Over a month since two candidates stepped forward in response to a story in this newspaper and nearly two months since this newspaper first set out on what at times seemed a quixotic quest, the governor’s office last week confirmed the applicants for the vacant seat on the Gulf County School Board.

And, in one of the worst kept secrets in history, the two applicants as of last week were Deborah Crosby and Charles Gathers.

The school board seat has been vacant since the late-March passing of Billy Quinn, Jr., at the time of his death the longest-serving county elected official.

Quinn was also the first African-American to serve as chairman of the Gulf County School Board, an honor bestowed on him twice.

Current board Chair Brooke Wooten called Quinn the board’s “glue.”

But his chair has been draped in purple-and-black since his death and the extent to which the position seems to be on the governor’s radar might fairly be extrapolated from the difficulty in securing the names of the applicants.

That there are just two applicants could also play into the priority of naming a replacement: that the occupant of the seat also represents just one-fifth of the voting population of the county might also be a factor.

We are left to wonder.

Another factor could be that the two applicants are Democrat; Gov. Ron DeSantis is a Republican.

The appointee must live within the district boundaries.

Gathers said he was told it was unlikely the seat would be filled until next year’s election cycle, when Quinn would have faced re-election.

Crosby recently retired from her position as Assistant Superintendent of Special Services with the district and had been a teacher and administrator with the school system since 1974.

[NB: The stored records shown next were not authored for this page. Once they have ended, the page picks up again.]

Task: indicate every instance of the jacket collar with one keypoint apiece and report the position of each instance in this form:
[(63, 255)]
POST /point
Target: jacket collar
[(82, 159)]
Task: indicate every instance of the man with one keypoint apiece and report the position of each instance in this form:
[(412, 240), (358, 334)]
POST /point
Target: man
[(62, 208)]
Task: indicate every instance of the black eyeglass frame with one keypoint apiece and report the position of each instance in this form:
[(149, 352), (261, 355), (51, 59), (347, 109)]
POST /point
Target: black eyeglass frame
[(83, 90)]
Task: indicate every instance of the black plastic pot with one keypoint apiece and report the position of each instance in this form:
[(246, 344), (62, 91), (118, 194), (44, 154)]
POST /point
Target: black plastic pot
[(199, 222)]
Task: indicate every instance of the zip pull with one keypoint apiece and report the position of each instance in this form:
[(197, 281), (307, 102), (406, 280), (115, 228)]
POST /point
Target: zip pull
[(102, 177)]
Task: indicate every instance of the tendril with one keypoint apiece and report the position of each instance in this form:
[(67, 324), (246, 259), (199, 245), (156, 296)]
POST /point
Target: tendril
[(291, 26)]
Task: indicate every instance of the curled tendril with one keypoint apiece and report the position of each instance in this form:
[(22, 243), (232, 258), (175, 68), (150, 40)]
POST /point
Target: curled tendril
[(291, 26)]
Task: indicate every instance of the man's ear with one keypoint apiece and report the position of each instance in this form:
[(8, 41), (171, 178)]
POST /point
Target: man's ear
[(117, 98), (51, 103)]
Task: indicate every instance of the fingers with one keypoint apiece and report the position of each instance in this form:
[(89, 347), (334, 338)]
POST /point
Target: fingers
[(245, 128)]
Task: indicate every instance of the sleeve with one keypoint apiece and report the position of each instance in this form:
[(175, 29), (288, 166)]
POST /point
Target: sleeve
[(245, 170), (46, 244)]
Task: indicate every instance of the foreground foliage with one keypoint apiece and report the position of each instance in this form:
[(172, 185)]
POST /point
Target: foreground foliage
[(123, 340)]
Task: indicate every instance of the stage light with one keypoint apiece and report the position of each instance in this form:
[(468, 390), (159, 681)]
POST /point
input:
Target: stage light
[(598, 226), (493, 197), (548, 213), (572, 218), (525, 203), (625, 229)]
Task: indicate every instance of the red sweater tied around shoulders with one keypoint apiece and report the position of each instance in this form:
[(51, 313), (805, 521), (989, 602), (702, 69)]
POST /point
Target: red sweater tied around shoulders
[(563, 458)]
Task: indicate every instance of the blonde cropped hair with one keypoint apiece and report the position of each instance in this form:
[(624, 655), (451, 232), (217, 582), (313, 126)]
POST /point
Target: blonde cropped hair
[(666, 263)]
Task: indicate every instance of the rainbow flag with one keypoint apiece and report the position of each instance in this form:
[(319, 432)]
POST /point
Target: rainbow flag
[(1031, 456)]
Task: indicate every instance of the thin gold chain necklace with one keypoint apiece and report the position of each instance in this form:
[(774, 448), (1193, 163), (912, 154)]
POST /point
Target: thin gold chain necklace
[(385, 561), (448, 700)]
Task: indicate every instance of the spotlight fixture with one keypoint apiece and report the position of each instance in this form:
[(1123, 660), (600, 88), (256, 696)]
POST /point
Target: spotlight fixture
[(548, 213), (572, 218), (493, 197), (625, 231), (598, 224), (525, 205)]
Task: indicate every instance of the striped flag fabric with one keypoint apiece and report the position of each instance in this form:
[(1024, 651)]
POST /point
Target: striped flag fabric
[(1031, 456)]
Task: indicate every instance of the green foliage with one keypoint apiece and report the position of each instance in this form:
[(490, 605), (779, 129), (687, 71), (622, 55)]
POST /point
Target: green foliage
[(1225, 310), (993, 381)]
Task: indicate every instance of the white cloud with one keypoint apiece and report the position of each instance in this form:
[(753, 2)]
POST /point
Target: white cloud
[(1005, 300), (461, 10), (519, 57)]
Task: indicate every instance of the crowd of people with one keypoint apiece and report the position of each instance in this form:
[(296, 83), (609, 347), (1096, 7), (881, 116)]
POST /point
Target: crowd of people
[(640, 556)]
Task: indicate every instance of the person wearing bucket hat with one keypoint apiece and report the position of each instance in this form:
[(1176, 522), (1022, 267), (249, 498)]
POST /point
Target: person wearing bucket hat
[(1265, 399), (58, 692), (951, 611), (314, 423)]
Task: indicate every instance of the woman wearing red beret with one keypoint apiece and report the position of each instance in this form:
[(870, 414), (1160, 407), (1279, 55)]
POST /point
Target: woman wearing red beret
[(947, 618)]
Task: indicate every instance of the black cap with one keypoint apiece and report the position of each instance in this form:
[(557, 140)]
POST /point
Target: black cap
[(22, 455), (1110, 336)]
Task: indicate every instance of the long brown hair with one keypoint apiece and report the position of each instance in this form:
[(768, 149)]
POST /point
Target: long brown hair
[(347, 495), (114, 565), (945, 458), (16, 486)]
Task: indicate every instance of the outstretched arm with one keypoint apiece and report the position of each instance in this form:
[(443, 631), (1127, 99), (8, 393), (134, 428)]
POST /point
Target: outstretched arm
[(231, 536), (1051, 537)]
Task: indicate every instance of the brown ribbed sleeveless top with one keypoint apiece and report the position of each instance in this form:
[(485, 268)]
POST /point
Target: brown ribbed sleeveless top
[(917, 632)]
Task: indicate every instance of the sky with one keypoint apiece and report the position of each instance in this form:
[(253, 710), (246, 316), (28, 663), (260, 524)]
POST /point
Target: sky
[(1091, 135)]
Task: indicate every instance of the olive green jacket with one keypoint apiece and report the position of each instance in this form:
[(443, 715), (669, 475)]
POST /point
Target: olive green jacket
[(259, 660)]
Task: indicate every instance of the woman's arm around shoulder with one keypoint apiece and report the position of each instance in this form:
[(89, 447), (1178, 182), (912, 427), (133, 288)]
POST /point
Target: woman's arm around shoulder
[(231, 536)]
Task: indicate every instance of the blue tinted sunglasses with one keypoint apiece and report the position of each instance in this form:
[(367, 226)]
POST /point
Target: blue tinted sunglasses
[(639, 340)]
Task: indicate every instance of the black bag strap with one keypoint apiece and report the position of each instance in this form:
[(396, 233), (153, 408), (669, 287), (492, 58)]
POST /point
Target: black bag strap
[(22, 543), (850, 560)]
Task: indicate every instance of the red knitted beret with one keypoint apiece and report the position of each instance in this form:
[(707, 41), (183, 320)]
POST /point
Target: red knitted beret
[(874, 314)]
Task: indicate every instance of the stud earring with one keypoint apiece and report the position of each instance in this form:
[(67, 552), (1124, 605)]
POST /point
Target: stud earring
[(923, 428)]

One of the Bridges classrooms for the district’s physically and mentally challenged children was named in her honor.

“My objective … is to continue to provide a safe, nurturing environment and comprehensive curriculum that meets the needs of all learners,” Crosby wrote in response to the question of why she sought the appointment.

“My philosophy has always been based on the principles, to do justly, to love mercifully and to walk humbly with people.”

Gathers has served as a pastor for more than two decades and was also employed at various times with the city of Port St. Joe and the Bay County Jail.

He has also volunteered his time with the Christian Community Development Fund, the Washington Improvement Group and the advisory board at Port St. Joe Elementary School.

“I feel I will be an asset to this board because I am concerned about our student’s abilities to excel, the functionality of the schools as well as this board, the safety of our children as well as the ability to build a better future for our children and to create an environment for all children to be able to learn and feel safe,” Gathers wrote in response to why he sought the governor’s appointment.

How soon that appointment may come is an unknown and not indicated by the governor’s press office or Office for Open Government.